Ashif Shaikh - India
Source: Ashif Shaikh - India

Ashoka Fellow Ashif Shaikh (elected 2016)

By turning victims from the bottom of India’s caste structure into paralegals and advocates (on a large scale, so far over five big states), Ashif is uprooting both the psychology and the impunity that have long made change largely illusory. He is, of course, also greatly strengthening the rule of law. 

“Manual scavenging” is a euphemism. In a country with very few flush toilets, this task involves scraping human waste out by hand and then carrying it in baskets to dump areas. Hundreds of thousands of women from the bottom (below caste) Dalit groups do this work, even though in theory it is illegal. They are shunned. Ashif’s mother sufferred this. And he grew up disadvantaged both as a Muslim and a member of this Dalit group.

Ashif won new national manual scavenging legislation and is struggling to get efective implementation, including rehabilitation. He is also pushing for tougher laws at the state level. 

However, Ashif has always understood that for this law reform dimension of his work to have real bite, he must in parallel dismantle the caste system’s psychological and immunity foundations. And unite, in addition to manual scavengers, many classes of victims, including, for example, bonded laborers and Dalit women subject to gender violence. Both individuals and groups must go through the journey from accepting victimhood to becoming, in effect, partner leaders in the movement.
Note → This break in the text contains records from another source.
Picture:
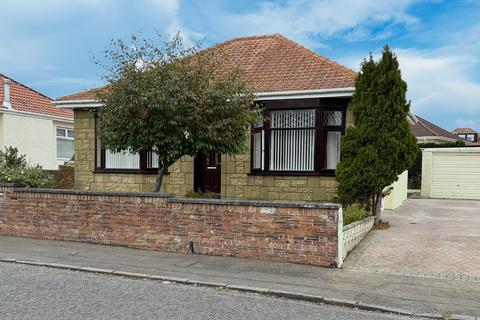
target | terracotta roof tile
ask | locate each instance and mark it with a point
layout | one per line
(276, 63)
(23, 98)
(424, 128)
(463, 130)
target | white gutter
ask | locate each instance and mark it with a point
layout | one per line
(430, 138)
(274, 95)
(301, 94)
(75, 104)
(448, 150)
(36, 115)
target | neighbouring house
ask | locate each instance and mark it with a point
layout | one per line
(30, 122)
(427, 132)
(466, 134)
(291, 156)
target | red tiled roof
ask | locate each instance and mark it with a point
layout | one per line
(275, 64)
(23, 98)
(84, 95)
(463, 130)
(424, 128)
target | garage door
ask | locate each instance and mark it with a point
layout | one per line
(456, 175)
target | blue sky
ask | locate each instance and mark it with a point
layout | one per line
(49, 44)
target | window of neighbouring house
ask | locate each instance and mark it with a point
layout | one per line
(121, 160)
(303, 139)
(65, 143)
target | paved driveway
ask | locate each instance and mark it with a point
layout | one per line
(429, 238)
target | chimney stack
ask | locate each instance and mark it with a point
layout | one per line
(6, 93)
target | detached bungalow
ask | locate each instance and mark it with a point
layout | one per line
(291, 156)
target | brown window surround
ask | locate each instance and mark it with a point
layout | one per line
(321, 131)
(100, 161)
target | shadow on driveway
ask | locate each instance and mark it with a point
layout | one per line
(428, 238)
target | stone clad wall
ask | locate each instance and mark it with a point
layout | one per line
(235, 178)
(237, 183)
(297, 232)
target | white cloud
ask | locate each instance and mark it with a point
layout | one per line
(442, 82)
(305, 19)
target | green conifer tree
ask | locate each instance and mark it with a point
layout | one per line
(380, 146)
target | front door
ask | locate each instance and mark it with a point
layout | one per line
(207, 172)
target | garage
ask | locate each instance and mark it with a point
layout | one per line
(451, 173)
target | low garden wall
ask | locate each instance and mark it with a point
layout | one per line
(353, 233)
(299, 232)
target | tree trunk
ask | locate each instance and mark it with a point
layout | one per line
(158, 182)
(378, 208)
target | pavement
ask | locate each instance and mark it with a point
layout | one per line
(33, 292)
(401, 294)
(427, 238)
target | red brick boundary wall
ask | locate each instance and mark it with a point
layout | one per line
(300, 232)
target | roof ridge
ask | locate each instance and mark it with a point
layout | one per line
(272, 35)
(422, 123)
(432, 127)
(315, 54)
(25, 86)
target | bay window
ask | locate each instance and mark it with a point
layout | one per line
(298, 137)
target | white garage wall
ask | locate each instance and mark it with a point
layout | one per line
(451, 173)
(399, 192)
(33, 136)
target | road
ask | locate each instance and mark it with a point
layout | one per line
(34, 292)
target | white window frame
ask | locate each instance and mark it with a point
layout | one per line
(66, 137)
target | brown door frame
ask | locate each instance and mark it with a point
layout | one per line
(204, 174)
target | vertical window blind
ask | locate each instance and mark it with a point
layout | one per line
(333, 149)
(121, 160)
(65, 143)
(292, 140)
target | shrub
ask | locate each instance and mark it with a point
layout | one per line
(353, 212)
(10, 158)
(30, 176)
(14, 169)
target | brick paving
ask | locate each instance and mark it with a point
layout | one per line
(427, 238)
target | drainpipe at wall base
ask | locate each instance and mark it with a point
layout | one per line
(340, 238)
(6, 94)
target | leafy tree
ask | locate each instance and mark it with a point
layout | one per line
(174, 100)
(380, 146)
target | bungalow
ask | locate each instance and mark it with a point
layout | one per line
(291, 156)
(30, 122)
(467, 134)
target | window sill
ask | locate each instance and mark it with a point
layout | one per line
(128, 171)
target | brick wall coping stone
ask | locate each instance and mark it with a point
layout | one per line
(93, 193)
(173, 199)
(259, 203)
(356, 223)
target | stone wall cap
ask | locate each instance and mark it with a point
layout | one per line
(356, 223)
(96, 193)
(260, 203)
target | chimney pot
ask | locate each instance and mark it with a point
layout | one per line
(6, 94)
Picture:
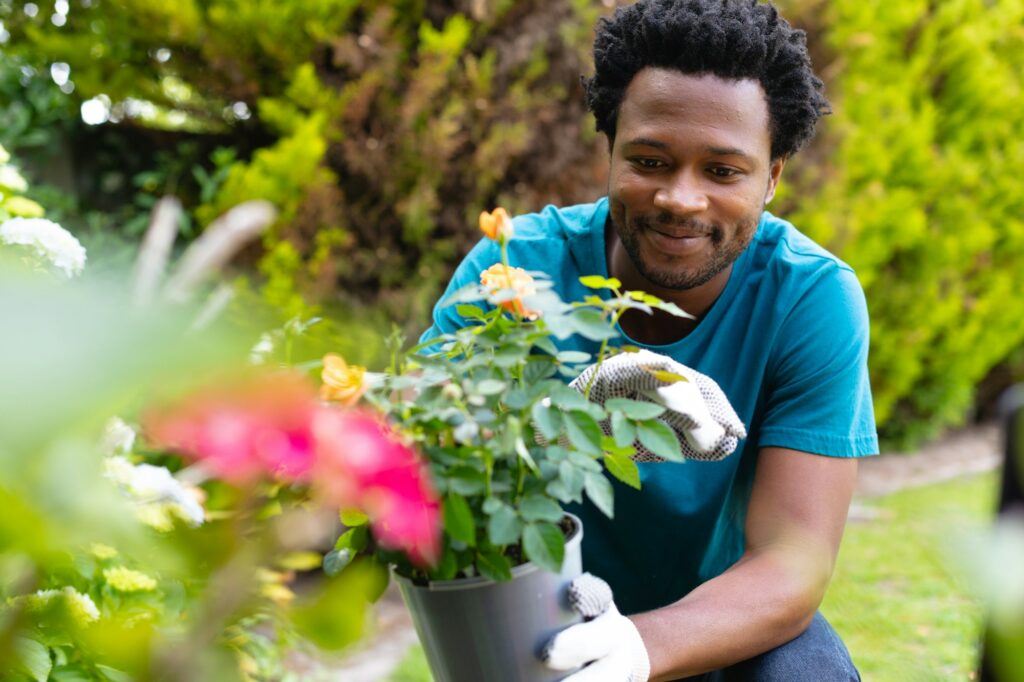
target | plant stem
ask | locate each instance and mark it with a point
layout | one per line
(600, 355)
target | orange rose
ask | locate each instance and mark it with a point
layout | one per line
(497, 224)
(499, 278)
(342, 382)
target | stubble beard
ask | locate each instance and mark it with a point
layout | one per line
(723, 253)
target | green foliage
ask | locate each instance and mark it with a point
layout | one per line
(915, 193)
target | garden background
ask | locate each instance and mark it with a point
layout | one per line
(380, 130)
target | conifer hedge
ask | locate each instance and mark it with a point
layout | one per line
(387, 126)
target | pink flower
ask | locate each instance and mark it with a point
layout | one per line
(363, 463)
(249, 429)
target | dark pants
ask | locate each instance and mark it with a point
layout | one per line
(816, 655)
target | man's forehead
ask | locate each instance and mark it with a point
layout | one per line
(658, 96)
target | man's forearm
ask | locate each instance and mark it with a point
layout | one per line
(766, 599)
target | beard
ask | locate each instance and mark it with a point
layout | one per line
(724, 252)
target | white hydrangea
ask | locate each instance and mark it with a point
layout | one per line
(262, 350)
(157, 494)
(81, 607)
(118, 437)
(12, 180)
(48, 240)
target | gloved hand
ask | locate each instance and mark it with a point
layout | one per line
(697, 410)
(606, 640)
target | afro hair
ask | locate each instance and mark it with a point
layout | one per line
(731, 39)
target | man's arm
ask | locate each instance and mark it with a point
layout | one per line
(795, 522)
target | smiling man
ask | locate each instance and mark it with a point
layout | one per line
(719, 565)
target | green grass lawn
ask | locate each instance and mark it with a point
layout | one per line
(897, 598)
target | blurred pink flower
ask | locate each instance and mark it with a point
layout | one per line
(363, 463)
(243, 431)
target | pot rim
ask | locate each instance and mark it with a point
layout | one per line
(479, 581)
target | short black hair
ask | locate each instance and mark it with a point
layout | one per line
(731, 39)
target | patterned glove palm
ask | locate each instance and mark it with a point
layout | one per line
(697, 410)
(606, 643)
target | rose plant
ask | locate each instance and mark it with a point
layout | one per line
(507, 440)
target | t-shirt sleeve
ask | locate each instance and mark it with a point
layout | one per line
(445, 318)
(818, 396)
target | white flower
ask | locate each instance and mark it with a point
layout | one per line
(49, 241)
(156, 493)
(83, 610)
(118, 437)
(261, 351)
(11, 179)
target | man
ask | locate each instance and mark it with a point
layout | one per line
(722, 565)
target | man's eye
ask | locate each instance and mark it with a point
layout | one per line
(722, 171)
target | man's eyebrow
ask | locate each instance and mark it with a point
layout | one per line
(716, 151)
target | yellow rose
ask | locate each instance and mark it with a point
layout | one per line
(499, 278)
(497, 224)
(342, 382)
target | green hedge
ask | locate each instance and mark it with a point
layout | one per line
(388, 126)
(920, 190)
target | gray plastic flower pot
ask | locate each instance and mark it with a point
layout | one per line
(476, 630)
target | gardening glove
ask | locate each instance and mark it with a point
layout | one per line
(706, 424)
(607, 642)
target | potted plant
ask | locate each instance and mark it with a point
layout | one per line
(508, 442)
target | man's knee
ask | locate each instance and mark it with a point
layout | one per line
(817, 655)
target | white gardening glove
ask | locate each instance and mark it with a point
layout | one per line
(606, 642)
(697, 410)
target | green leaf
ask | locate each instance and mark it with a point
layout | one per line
(671, 308)
(584, 431)
(548, 420)
(659, 439)
(634, 409)
(592, 325)
(566, 398)
(597, 282)
(336, 560)
(466, 481)
(495, 565)
(354, 539)
(538, 369)
(504, 526)
(352, 517)
(459, 520)
(541, 508)
(624, 468)
(600, 493)
(545, 546)
(623, 429)
(571, 476)
(34, 657)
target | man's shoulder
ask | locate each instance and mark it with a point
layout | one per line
(561, 222)
(781, 246)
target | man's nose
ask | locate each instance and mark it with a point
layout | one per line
(682, 195)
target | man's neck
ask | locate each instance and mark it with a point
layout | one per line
(659, 328)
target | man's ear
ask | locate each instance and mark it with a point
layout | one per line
(774, 173)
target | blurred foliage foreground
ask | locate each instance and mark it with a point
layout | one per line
(120, 560)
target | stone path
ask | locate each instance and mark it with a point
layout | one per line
(966, 452)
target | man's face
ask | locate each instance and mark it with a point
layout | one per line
(690, 174)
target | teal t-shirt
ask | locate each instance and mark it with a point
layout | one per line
(786, 341)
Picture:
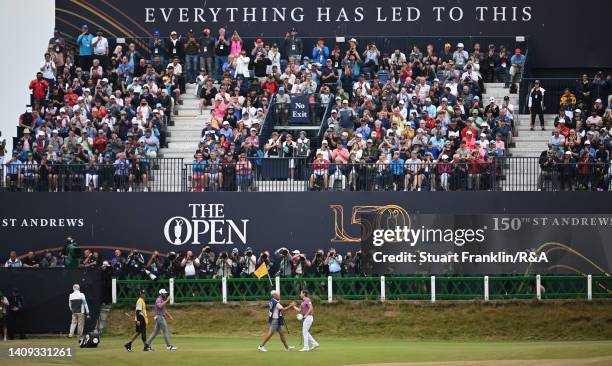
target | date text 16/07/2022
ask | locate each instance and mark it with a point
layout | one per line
(461, 257)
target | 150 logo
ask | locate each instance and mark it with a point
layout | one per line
(366, 218)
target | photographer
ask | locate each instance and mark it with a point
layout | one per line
(284, 262)
(236, 265)
(155, 264)
(171, 267)
(71, 253)
(190, 265)
(207, 262)
(299, 263)
(318, 268)
(248, 262)
(264, 257)
(135, 263)
(224, 265)
(353, 264)
(334, 263)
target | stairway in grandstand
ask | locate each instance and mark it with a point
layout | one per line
(521, 172)
(184, 136)
(183, 140)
Ashif uses many tools. For example, culture: everyone in a village is invited, but they sit together and share snacks, and hear caste-challenging ideas. Another example: A cross-country village tour by former manual scavengers who speak to those still entrapped. But progress here has led to more upper caste “enforcement”, including violence.
 

Liberated Daughters of Scavengers - India
                            Daughters of liberated manual scavengers meet during a children’s council meeting, organized by Jan Sahas.

 

There are so many reasons why Ashif’s cornerstone, breakthrough strategy is turning the victims from the very bottom of Indian society into paralegals and then, after more training, advocates. They serve other victims whose situations they fully understand and with whom they can communicate deeply. The fact that 65 percent of the victims Ashif’s movement has supported have themselves become “barefoot paralegals” says a great deal about the transformative power of this approach.

Here’s another measure of the power of Ashif’s barefoot people of the law: They have driven the rate of convictions in cases of rape against Dalit women up from 2 percent to 38 percent. That’s impunity going away.

There’s another reason Ashif’s approach works: He’s a great entrepreneur who keeps seeing systemic opportunities and seizing them. For example, he has organized both upper caste engagement and top legal support for his barefoot front line by organizing a large and rapidly growing legal support network, the Progressive Lawyer’s Forum.

A campaign – Rashtriya Garima Abhiyan (National Campaign for Dignity) – launched by non-governmental organisation Jan Sahas helped liberate 11,000 manual scavengers in the central state of Madhya Pradesh. Sevanti, of Dewas district, says: “They told me that I could leave and this work was against the law. Before that, we were told we had to do it. There was no one who told us we didn’t have to do it."